Ambientato in un tempo che dovrebbe coincidere con l’avvento di Cristo, il corpus narra le vicende di re ed eroi dell’Ulaid, un regno gaelico medievale situato nel nord-est dell’isola irlandese (non teniamo conto della divisione tra Irlanda del Nord e Repubblica d’Irlanda, in quanto si tratta di una separazione successiva). A brillare particolarmente sono il re Conchobar mac Nessa e l’eroe Cú Chulainn, che da solo compie molte delle imprese narrate in queste storie.
All’interno del Ciclo dell’Ulster, affianco a racconti di usanze, di banchetti, della struttura della società irlandese medievale, un posto d’onore va sicuramente al racconto Táin Bó Cúailnge, in italiano La razzia dei bovini del Cooley, spesso noto semplicemente come La grande razzia. È la storia di uno scontro, di una grande battaglia intrapresa per il possesso del grande e fertile toro Donn Cúailnge di Cooley.
Tutto hai inizio quando il toro Finnbhennach lascia la mandria di Medb, regina del Connacht, in favore di quella del marito di lei. Per sopperire alla mancanza, la regina cerca di prendere in prestito per un anno il toro di Cooley, nell’Ulster, di cui tutti elogiano forza e fertilità. I suoi messi, però, rivelano per errore al padrone di Donn Cúailnge le vere intenzioni della donna: per contratto o con la forza, la regina è intenzionata a impadronirsi dell’animale a ogni costo.
Ovviamente il contratto salta, e per l’affronto subito Medb decide di dichiarare guerra all’Ulaid. Tuttavia, gli uomini del regno vengono colpiti da una maledizione che li costringe a letto, malati, per mesi e rende lo impossibile fronteggiare l’attacco nemico. L’unico rimasto a difesa del regno – e del toro – è il diciassettenne Cú Chulainn, il quale si fa largo tra le fila nemiche fino a quando non è in grado di richiedere che la battaglia sia risolta con duelli individuali.
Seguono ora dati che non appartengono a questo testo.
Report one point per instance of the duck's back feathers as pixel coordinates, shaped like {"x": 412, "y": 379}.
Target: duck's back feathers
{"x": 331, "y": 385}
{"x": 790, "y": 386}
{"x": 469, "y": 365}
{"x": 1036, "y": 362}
Inizia quindi una lunga, lunghissima serie di scontri che vede il giovane contrapposto a ogni singolo guerriero dell’esercito del Connacht. Cú Chulainn combatte strenuamente, viene aiutato da alcuni dei e si oppone ad altri, ma alla fine la battaglia campale è inevitabile – una volta che gli uomini dell’Ulaid sono tornati in forze.
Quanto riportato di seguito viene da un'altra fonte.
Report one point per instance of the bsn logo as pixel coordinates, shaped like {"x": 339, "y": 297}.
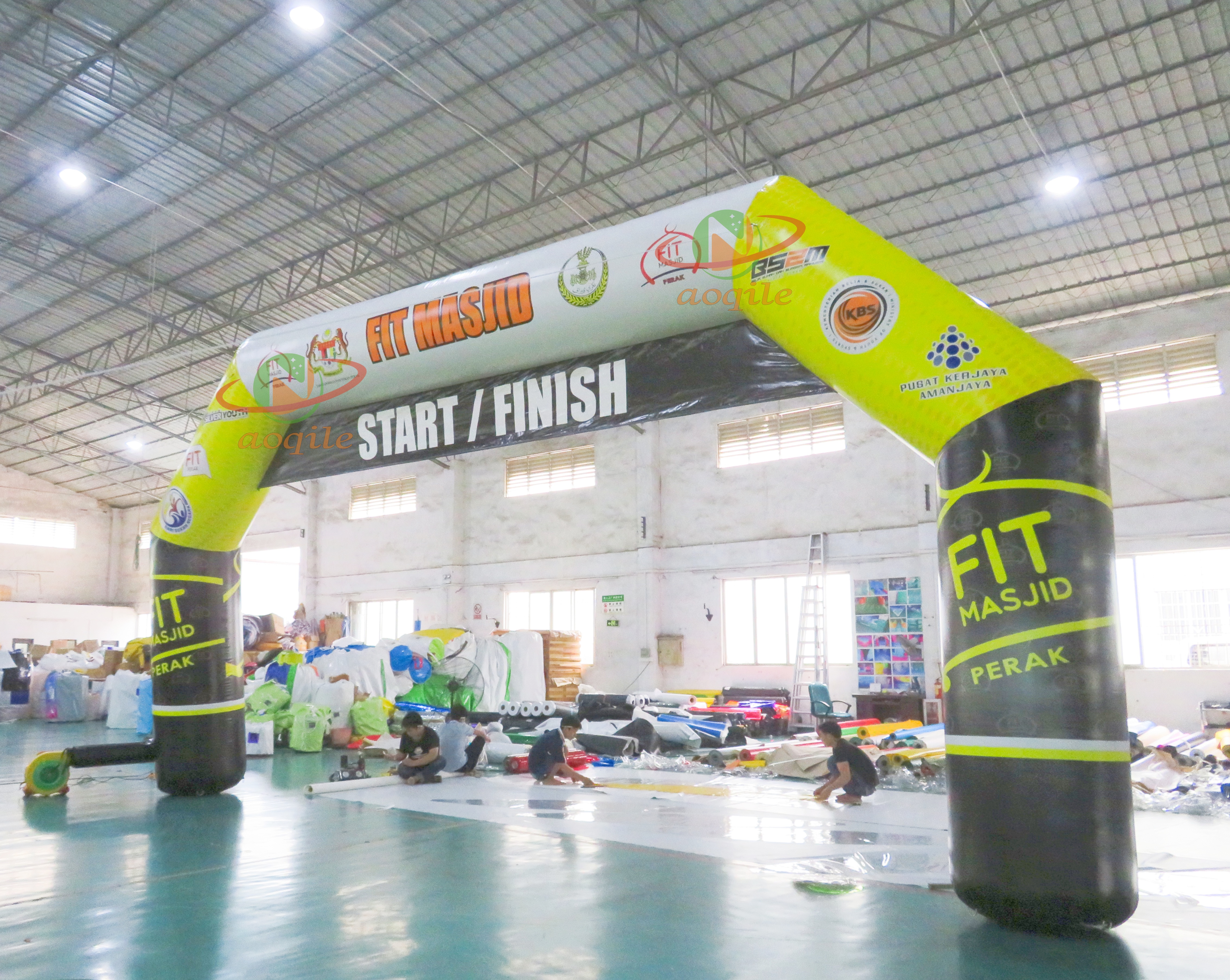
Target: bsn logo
{"x": 858, "y": 314}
Sebbene, narra il Ciclo dell’Ulster, la vittoria sia dell’esercito difensore, Medb ruba comunque il toro e lo porta nelle sue terre. Qui, però, Donn Cúailnge e Finnbhennach finiscono per lottare fino alla morte dell’animale della regina. Il toro di Cooley non esce indenne dallo scontro e, dopo essersi trascinato, ferito, per molti luoghi d’Irlanda, torna nella sua terra natale, per morire.
Le due versioni di Táin Bó Cúailnge
Come dicevo in apertura, la versione scritta del Ciclo dell’Ulster è successiva alla nascita dei racconti orali. Non deve quindi stupirci che ci siano più versioni delle leggende che lo compongono. La maggior parte dei stesti sono racchiusi in due manoscritti, il Lebor na hUidre e il Lebor Laignech, che contengono rispettivamente la più completa e la più lunga versione di Táin Bó Cúailnge.
Il Lebor na hUidre è un manoscritto in pergamena risalente al XII scolo ed è il più antico libro scritto in irlandese. Le sue condizioni di conservazione non sono per nulla ottimali, visto che i soli sessantadue fogli giunti fino a noi (è plausibile credere che ce ne fossero molti di più) lasciano molti racconti incompleti.
Il Lebor Laignech, invece, è in condizioni decisamente migliori. Anch’esso scritto intorno al XII secolo dopo Cristo – in particolare, si pensa che la maggior parte del lavoro sia stato fatto negli anni Sessanta del 1100 – è tutt’ora composto da cento novantasette fogli, e si stima che ne siano andati perduti soltanto quarantacinque.